A wide diversity of design and optimization techniques are used to design neural networks and to analyze their performance. The goal of these novel approaches is not to restrain the expertise architect but is rather to provide hands-on ways and mechanisms that can help obtain less complex, more robust and high-performance designs. In this study, we designed and presented a supervised deep neural network architecture for accurate real-time classification of objects in cluttered indoor environments. We have performed an in-depth analysis of augmentation in image classification for the case where there is not a large dataset.
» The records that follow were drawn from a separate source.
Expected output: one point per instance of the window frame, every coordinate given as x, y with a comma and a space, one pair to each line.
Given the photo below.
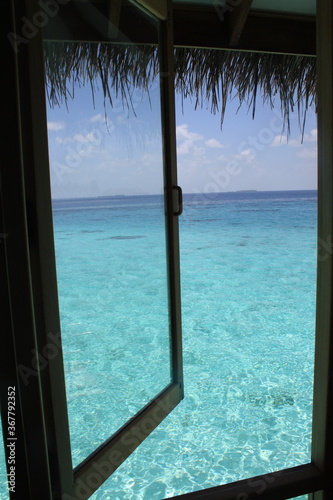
27, 254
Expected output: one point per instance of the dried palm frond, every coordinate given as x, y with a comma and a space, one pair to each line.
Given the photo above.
210, 76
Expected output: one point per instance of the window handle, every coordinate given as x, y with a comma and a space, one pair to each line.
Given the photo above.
177, 198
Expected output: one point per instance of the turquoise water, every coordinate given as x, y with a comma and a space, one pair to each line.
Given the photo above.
248, 296
248, 265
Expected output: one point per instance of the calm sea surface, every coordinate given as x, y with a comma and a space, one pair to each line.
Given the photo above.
248, 264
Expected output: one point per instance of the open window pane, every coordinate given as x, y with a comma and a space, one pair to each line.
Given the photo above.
106, 165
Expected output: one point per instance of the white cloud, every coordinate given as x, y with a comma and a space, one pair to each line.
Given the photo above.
55, 125
279, 140
312, 137
187, 140
247, 155
308, 153
91, 137
97, 118
214, 143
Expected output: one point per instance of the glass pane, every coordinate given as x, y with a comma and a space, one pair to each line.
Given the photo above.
107, 189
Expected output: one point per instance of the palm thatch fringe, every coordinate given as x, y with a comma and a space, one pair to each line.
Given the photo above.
210, 76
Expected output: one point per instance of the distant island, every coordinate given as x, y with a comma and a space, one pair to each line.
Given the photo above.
112, 196
247, 191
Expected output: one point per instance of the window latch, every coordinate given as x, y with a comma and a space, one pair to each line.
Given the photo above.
177, 200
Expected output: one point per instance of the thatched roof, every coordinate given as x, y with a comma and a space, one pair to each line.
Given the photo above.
209, 76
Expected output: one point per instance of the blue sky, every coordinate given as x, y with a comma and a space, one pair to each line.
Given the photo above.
93, 153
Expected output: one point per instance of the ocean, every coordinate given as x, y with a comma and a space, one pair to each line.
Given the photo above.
248, 279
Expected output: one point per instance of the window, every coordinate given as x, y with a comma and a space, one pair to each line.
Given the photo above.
29, 259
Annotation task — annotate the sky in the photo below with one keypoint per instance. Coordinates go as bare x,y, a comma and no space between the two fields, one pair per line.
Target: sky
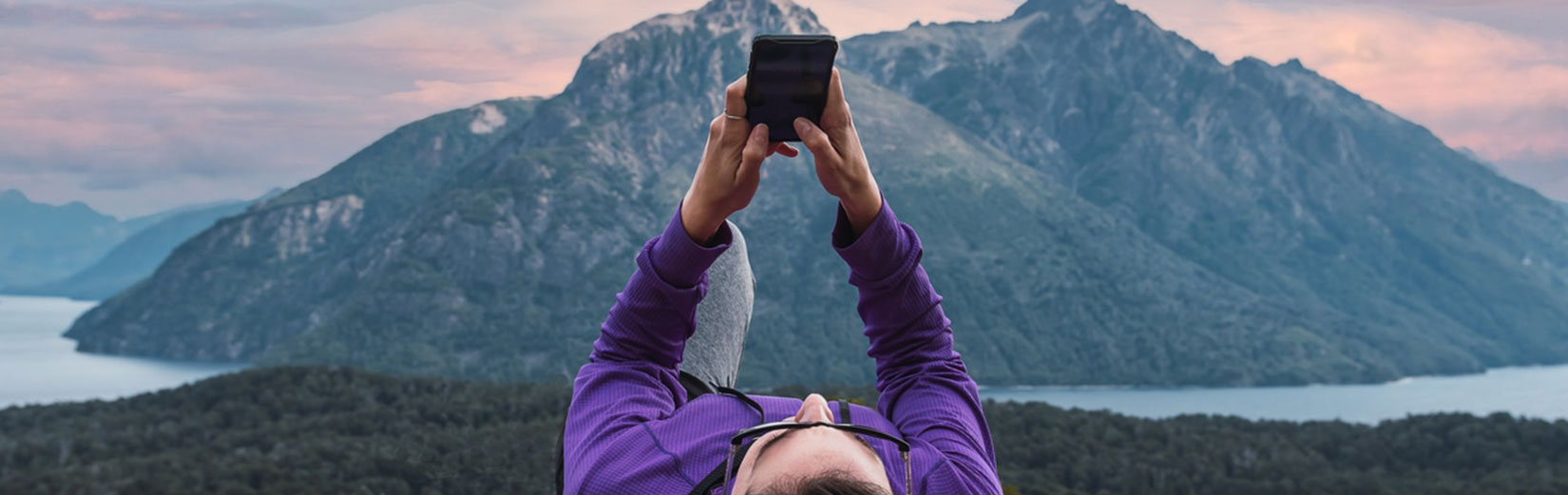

Our experimental results revealed that model performance is enhanced by enforcing different augmentation techniques provided that the level of noise remains reasonable.

To overcome data constraints in the development of the model that require large datasets, we implemented a data augmentation technique for each class of objects. Moreover, we implemented a dropout technique to further improve the performance of the model and reduce the validation loss. In this case, the model achieved a success rate of 94.5% and 76.5% for the training and validation datasets, respectively. Experimental results reveal that the model architecture performs very well in predicting new data that are not included in either the training or validation datasets. In our future work, we will deploy our model on different problems related to images and explore optimal ways to hasten the computational time.

Author Contributions

In this manuscript, model design for the object classifier, hardware integration for collecting data, and model validation and visualization were done by B.E. The overall conceptual design of the methodology, advisory work on pre-training data augmentation and manuscript editing were done by A.T. Data collection, profiling, labeling and arrangement was done by H.S. and B.-S.K. was responsible for the technical layout of the manuscript and the supervision of the research work in progress. All authors have read and agreed to the published version of the manuscript.

Funding

This research was funded by the Korea Institute for Advancement of Technology (KIAT) grant funded by the Korean Government (MOTIE) (N0002431, The Competency Development Program for Industry Specialist).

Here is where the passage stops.